Celle du Pasteur Eugène Sabatier, arrivé au Chefresne en octobre 1837 et tué par la foudre le 17 juin 1847 en allant constater l’avancement des travaux de construction du grand temple . Un chantier qui du coup, allait lui aussi être « foudroyé » en n’étant jamais terminé !
Ce temple menaçait ruine avant que la commune du Chefresne ne le rachète à la famille Dégremont. Depuis plusieurs mois, Jean-Claude Bossard à la tête de son conseil municipal, et Jacky Brionne, à la présidence de l’Association de sauvegarde et valorisation du patrimoine en Val-de-Sienne, n’ont eu de cesse de sauver l’ensemble du site, Le Chefresne ayant été à partir de 1553, le premier lieu d’implantation du protestantisme dans ce qui s’appelait alors Bailliage du Cotentin.
Moment d’émotion.
Le grand temple inachevé à été cristallisé. Des travaux vont être entrepris pour remettre aussi proche que possible de ce qu’il était au XIXe siècle le petit temple. Restait un symbole à relever de l’oubli. Celui du pasteur Sabatier, dernier pasteur résidant au château de Lourde au Chefresne.
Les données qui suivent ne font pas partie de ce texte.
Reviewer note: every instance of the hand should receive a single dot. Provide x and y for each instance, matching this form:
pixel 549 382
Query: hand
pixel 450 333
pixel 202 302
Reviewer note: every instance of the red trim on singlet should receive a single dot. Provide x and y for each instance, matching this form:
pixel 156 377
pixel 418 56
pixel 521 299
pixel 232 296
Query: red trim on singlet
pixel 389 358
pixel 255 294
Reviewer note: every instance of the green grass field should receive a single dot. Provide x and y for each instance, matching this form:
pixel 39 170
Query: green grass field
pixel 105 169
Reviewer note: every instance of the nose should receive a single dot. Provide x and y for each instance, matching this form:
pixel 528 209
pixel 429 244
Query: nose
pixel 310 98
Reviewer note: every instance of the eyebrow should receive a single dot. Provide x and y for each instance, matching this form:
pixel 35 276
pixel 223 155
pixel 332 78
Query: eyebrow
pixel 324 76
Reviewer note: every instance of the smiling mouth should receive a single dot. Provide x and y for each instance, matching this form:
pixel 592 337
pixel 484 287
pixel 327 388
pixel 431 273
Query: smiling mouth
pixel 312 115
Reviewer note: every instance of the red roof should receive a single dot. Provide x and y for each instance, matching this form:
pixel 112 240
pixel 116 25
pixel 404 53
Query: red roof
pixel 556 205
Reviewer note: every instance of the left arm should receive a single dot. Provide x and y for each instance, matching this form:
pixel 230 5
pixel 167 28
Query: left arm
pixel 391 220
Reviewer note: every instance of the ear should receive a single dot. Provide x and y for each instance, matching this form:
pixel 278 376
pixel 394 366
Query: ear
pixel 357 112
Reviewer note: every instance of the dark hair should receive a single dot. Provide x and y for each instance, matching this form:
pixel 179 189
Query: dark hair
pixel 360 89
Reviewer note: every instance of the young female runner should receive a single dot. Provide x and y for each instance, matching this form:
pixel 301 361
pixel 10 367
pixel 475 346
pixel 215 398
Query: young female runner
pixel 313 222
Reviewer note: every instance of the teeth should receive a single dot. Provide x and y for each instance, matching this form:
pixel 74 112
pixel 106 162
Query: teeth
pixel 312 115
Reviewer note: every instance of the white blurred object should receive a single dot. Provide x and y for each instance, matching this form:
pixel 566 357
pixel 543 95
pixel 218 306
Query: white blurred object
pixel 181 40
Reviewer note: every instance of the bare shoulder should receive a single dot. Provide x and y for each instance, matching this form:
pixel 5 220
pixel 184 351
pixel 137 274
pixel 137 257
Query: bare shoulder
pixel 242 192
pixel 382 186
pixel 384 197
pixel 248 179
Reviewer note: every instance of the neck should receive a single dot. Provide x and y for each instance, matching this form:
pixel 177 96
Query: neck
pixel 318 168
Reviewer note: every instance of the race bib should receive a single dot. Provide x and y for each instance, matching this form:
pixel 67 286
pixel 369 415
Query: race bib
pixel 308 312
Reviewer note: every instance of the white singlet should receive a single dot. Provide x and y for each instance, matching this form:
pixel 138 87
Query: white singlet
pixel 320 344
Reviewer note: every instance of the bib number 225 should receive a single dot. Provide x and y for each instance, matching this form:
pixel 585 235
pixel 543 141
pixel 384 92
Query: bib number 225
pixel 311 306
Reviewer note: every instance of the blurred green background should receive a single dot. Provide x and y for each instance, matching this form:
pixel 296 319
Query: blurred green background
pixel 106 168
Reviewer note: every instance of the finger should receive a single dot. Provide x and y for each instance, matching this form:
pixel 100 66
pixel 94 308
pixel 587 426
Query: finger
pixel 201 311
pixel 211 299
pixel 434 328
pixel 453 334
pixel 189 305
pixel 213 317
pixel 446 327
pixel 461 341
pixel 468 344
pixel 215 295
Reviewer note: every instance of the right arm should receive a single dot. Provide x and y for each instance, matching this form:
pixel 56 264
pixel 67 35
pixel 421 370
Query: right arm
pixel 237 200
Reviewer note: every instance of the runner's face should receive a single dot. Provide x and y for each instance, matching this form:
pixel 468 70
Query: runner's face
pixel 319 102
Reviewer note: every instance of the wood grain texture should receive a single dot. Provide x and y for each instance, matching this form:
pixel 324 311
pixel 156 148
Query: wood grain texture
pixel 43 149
Lundi 15 juin 2009, grand moment d’émotion dans le cimetière proche des deux temples. Camille, Mathilde, Déborah, Cely, Pierre et Alexandre, des élèves tailleurs de pierre du Lycée La Roquelle de Coutances, et leur professeur, Alain Mainhagu, ont mis en place, à deux pas de l’endroit où dorment les restes du Pasteur Sabatier sous le modeste monument, une nouvelle stèle gravée au nom d’Eugène Sabatier, 1809-1847, Pasteur de l’église réformée du Chefresne. Sous la pluie fine qui pleurait sur Le Chefresne, soudain, Germaine Koch et Nicole De Villars, du conseil presbytéral de la Manche, ont entonné, avec deux amis protestants, « A toi la gloire » de Haendel, un chant de tradition protestante.

Les quelques vingt présents ont ensuite gagné le petit temple, où, autre moment d’émotion, Jacky Brionne a fait état d’un appel téléphonique reçu dimanche, émanant du pasteur Marc Sabatier. De Chambéry, l’arrière-petit-fils, 90 ans, voulait dire merci aux jeunes lycéens et s’est dit extrêmement touché de l’initiative. C’est une histoire qui continue commentait le maire du Chefresne. Voire une l’Histoire avec un H majuscule.